Saturday, July 21, 2007

Final Message

Duke's west campus looked just like the gothic architecture of Yale and Princeton. Some girl stood up from the front row (the only one in that row) and asked a question during the info session which consisted of a 5 minute and 37 second description of her life, ranging from her move from China to America 2 years ago, how she knew little English, only 500 words, she has a 5.03 GPA, 8 AP classes, was on a tv show, volunteers to help tutor kids, etc. For over 5 minutes! The whole room was laughing in disbelief the whole time. The speaker was trying to get her to stop talking and figure out what her question was. Finally after almost 6 minutes of this girl's life story, she finally spits out "so what my question is, is since my SAT scores are low, can I still get in?" The speaker just stares at her, open-mouthed, and repeated what she had said multiple times-- the admissions office looks at each applicant with a holistic perspective. The girl then promptly sat down, and continued to stare wide-eyed and dumb-founded back up at the speaker from the front row. This was pretty much the core message we got from each college.

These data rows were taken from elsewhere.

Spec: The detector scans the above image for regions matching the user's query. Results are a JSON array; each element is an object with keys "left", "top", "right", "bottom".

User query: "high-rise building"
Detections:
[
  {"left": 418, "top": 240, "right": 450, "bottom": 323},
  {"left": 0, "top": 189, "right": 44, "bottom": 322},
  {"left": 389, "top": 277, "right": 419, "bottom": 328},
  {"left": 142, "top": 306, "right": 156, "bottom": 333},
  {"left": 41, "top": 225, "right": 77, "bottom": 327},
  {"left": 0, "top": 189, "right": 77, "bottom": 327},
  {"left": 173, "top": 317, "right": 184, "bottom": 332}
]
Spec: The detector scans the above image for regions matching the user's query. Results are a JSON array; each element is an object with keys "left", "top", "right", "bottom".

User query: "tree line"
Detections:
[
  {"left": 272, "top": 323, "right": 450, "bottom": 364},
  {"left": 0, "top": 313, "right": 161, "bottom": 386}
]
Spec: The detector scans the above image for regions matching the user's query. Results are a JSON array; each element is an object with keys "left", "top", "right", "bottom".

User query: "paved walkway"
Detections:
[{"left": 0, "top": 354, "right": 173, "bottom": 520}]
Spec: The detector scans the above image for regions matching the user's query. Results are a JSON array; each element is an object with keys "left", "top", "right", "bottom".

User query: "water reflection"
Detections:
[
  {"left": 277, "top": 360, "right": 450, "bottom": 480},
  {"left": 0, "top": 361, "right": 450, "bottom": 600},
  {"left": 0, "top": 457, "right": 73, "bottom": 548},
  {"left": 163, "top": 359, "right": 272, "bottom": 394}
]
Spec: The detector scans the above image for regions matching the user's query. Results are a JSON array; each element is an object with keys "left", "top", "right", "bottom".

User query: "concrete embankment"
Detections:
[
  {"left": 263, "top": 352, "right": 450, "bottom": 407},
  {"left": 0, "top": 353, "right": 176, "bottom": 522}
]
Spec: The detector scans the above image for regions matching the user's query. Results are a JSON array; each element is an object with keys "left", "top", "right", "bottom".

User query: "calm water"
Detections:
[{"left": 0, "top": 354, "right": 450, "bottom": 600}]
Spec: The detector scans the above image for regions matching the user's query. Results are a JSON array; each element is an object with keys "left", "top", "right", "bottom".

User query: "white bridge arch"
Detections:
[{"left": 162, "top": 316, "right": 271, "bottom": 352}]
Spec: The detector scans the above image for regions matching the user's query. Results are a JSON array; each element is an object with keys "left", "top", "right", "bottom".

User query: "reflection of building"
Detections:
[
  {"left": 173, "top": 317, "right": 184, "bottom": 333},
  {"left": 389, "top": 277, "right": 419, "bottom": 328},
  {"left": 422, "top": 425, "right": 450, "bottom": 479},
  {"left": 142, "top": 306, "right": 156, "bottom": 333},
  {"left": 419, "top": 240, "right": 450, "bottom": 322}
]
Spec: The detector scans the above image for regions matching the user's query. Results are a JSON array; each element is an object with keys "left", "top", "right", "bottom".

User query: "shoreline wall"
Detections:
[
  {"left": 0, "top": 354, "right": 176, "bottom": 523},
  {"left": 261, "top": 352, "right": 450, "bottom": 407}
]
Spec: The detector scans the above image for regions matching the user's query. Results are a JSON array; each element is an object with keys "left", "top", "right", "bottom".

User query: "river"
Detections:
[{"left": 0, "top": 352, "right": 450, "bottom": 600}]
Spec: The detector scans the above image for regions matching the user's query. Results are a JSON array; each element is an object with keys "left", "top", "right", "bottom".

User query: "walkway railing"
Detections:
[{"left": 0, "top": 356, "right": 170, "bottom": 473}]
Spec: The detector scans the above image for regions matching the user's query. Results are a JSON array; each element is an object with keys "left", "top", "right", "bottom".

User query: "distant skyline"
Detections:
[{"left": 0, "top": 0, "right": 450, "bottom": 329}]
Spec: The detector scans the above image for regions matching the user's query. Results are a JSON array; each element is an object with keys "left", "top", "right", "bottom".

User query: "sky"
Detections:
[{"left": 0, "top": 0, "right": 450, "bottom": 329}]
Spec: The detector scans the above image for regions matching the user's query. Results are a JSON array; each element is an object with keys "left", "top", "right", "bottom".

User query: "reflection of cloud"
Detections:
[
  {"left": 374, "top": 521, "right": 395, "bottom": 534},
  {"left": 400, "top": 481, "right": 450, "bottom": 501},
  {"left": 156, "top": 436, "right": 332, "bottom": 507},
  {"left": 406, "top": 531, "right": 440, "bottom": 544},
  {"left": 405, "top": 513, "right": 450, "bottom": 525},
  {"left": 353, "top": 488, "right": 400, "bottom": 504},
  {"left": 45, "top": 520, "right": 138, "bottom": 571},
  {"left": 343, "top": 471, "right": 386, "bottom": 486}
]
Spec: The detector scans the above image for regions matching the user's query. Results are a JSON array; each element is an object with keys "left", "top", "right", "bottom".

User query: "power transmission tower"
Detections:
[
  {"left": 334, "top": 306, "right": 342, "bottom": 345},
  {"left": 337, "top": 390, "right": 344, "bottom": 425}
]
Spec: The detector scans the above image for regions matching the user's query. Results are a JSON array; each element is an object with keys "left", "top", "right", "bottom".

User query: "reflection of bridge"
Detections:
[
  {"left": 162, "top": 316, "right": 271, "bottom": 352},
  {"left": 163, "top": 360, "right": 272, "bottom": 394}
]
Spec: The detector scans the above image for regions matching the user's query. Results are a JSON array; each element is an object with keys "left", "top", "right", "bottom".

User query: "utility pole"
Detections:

When they receive each application, they are looking for a good student, a good friend, and a good person. There is not one, singular thing put on the application that makes or breaks an admission choice. Everything matters, everything counts, but it’s the whole picture, the person’s essence, their personality, their attitude, their aptitude, their accomplishments, their achievements, their hopes, and their dreams, that’s what makes the difference between whether a student receives a thin or fat envelope.